After selling his house and ending a long-term relationship, Jack realised that bricks and rent were overrated. He ran the numbers and discovered that living on a Royal Caribbean megaship actually cost him less than staying put in Britain — food, drinks, shows and cleaning included.
So he packed three bags, a guitar, and a laptop, and set off to do what he now calls WFB: Working From Boat.
“When I tell people about my lifestyle, they call me lucky,” he told Metro. “But it’s absolutely strategic.”
For about £52 a day, Jack gets three restaurant meals, gym access, 8,000 daily steps just from walking the deck, and more social life than six years in rural Hampshire. He’s lost 12 kilos, gained confidence, and built a floating version of digital nomad life that’s as absurd as it is brilliant.
He doesn’t have a commute.
He doesn’t clean.
He doesn’t meal prep.
He just logs in — somewhere between Aruba and Curaçao — and runs his digital marketing agency, Sizzle HQ, from a cabin with Wi-Fi that costs him £600 for the entire trip.
It’s not exactly “living below deck.”
He’s booked 16 consecutive cruises, creating an 86-day loop through the West Indies with stops in the Bahamas, Puerto Rico, Mexico, and even Disney World.

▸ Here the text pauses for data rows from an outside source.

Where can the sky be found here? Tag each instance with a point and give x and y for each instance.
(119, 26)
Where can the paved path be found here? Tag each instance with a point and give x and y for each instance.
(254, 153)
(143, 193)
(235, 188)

His room is cleaned daily, laundry costs £19 a fortnight, and he gets Broadway shows and midnight pizza on tap.
To anyone else, it looks like early retirement.
To Jack, it’s just remote work without the rent.
And here’s the twist: he’s not alone.
As housing costs spiral, more remote workers are ditching land entirely — moving to long-stay cruises, converted ferries, or floating co-living projects that promise endless sun, Wi-Fi, and zero chores. “Sea-stainability,” someone will probably call it soon.
Maybe it’s just another form of digital escapism. Or maybe Jack is the prototype of the next wave — the ultimate out-of-office generation, where “home” is wherever your connection holds.
There’s something undeniably tempting about it: no rent, no landlord, no neighbour drama. Just you, a laptop, and a turquoise horizon.
Sure, it’s not for everyone. The constant movement, the lack of roots, the slightly surreal feeling of being both everywhere and nowhere. But compared to a grey commute and rising bills? Hard to blame him for choosing the deck over the desk.
So while most of us are still figuring out how to work from home, Jack is out there redefining what home even means.
And you?
Would you rather stay grounded — or start working from boat?